In September 2014, Vi announced that it had become a private, independent company. Vi arranged a transaction with Blyth to convert the company's stock to common stock, although Blyth remains an equity holder with 10% of Vi's stock. The transaction eliminated Blyth's obligation to pay the co-founders $143.2 million as part of the 2008 acquisition. At the time of the transaction, Vi' earnings and revenue had declined from a high-point in 2012, and the company had been operating at a loss for 2013 and the first two quarters of 2014. After becoming private, Vi stopped reporting sales figures.

According to the Detroit Free Press, Vi was at a high of 114,000 distributors in the summer of 2012. According to a report in Crain's Detroit Business, Vi had 76,000 distributors in June 2013, which declined to 31,800 distributors in September 2014. The article also reported that Sarnicola is the largest distributor in Vi, with his distributor team accounting for 74% of company revenue. In 2016 the company laid-off 87 workers at its Troy facility, following years of declining sales and legal problems.

==Controversies==
===Racketeering===
In October 2013, charges were filed in US Federal Court that Nick Sarnicola and Blake Mallen on behalf of Vi committed Racketeer Influenced and Corrupt Organizations Act (RICO) violations, engaged 3rd party individuals to commit criminal acts, extortion and other violations against Fred Ninow & Ken Dunn of Ocean Avenue.

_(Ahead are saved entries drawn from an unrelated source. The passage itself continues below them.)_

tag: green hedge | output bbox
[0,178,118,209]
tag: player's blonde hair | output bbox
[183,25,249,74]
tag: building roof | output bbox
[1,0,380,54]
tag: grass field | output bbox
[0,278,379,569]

In the lawsuit, Ocean Avenue, a competing direct selling nutrition company, accused Vi officials of hiring two private investigators in California, Nathan Moser and Peter Siragusa, who in turn contracted with computer experts to illegally hack into the files of Ocean Avenue, and former Vi distributors who switched to Ocean Avenue in late 2012. Vi denied the allegations. In July 2015 the two private investigators pleaded guilty to the charges, which are Federal offenses with sentences of one to three years. Vi' security director Carlo Pacileo was convicted and sentenced to three years' probation.

===Pyramid scheme===
In 2012, CNBC Commentator Herb Greenberg said Vi walks "a controversial line between legal direct selling and pyramid scheme."

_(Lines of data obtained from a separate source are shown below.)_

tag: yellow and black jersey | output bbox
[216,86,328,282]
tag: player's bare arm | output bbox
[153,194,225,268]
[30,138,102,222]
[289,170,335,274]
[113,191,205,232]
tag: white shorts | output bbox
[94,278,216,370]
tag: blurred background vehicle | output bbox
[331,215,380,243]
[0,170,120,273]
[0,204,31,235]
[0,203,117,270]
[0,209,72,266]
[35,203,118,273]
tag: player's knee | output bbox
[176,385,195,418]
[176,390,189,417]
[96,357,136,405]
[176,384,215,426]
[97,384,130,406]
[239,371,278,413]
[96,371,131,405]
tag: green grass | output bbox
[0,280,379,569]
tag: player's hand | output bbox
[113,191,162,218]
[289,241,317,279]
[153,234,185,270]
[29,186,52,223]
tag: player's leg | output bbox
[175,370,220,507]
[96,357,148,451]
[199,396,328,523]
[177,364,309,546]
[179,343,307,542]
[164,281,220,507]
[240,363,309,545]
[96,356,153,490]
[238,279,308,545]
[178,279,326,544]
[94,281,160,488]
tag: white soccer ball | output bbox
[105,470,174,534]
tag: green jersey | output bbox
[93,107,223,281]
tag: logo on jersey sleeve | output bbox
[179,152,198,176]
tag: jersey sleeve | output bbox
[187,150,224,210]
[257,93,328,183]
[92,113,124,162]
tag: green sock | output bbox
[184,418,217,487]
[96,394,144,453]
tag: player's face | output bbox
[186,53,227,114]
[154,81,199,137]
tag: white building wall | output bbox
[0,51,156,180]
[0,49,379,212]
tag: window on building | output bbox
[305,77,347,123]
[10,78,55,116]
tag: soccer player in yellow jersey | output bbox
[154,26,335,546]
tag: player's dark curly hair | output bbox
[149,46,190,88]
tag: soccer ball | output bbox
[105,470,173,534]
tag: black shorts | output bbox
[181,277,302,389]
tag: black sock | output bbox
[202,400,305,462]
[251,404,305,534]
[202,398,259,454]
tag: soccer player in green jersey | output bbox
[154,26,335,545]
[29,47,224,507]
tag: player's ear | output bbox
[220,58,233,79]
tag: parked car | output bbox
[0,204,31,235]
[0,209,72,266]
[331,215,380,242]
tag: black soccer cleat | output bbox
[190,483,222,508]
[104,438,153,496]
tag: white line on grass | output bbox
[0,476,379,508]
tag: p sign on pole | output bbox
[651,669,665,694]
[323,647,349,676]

Vi was investigated by the Southern Investigative Reporting Foundation which published a detailed report that assailed the company's business model and high probability that investors will lose their money in the scheme.

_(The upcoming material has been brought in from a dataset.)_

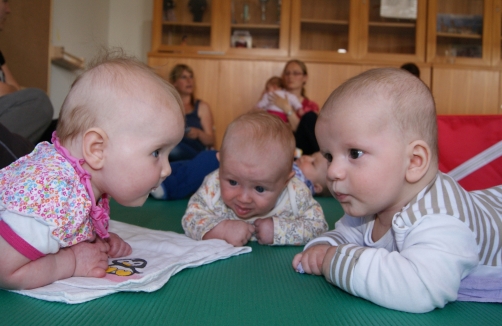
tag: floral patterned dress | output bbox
[0,140,109,260]
[182,170,328,245]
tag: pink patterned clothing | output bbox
[0,141,109,260]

In April 2016, a class action suit was filed against Vi, Robert Goergen Sr., Todd Goergen, Nick Sarnicola, Blake Mallen and Ryan Blair in the United States District Court for the Eastern District of Michigan alleging racketeering and fraudulent pyramid scheme selling of distribution rights.

===Robocalls===
In April 2019, a jury awarded a plaintiff in a class-action lawsuit $925 million against ViSalus for making millions of robocalls (the money will be distributed amongst the eligible victims), which was upheld by a federal judge in 2020.

==Products==
Weight-management products, including Vi-Shape meal replacement shake, Vi Go Instant Energy and Vi-Trim Clear Control Drink Mix, form the bulk of the company's sales. Other products include Neuro, an energy drink, and Vi-Pak, an energy supplement, which were both developed by Michael Siedman, an ear, nose, and throat specialist. Vi promotes its products with the Body by Vi Challenge, a program where people set weight-loss and physical fitness goals to be achieved over a 90-day period.

== Locations ==
Vi's products are now available in 16 countries including USA, UK, Italy and Canada. In 2013, Vi launched in the United Kingdom. On February 18, 2014, Vi announced its expansion to Germany and Austria.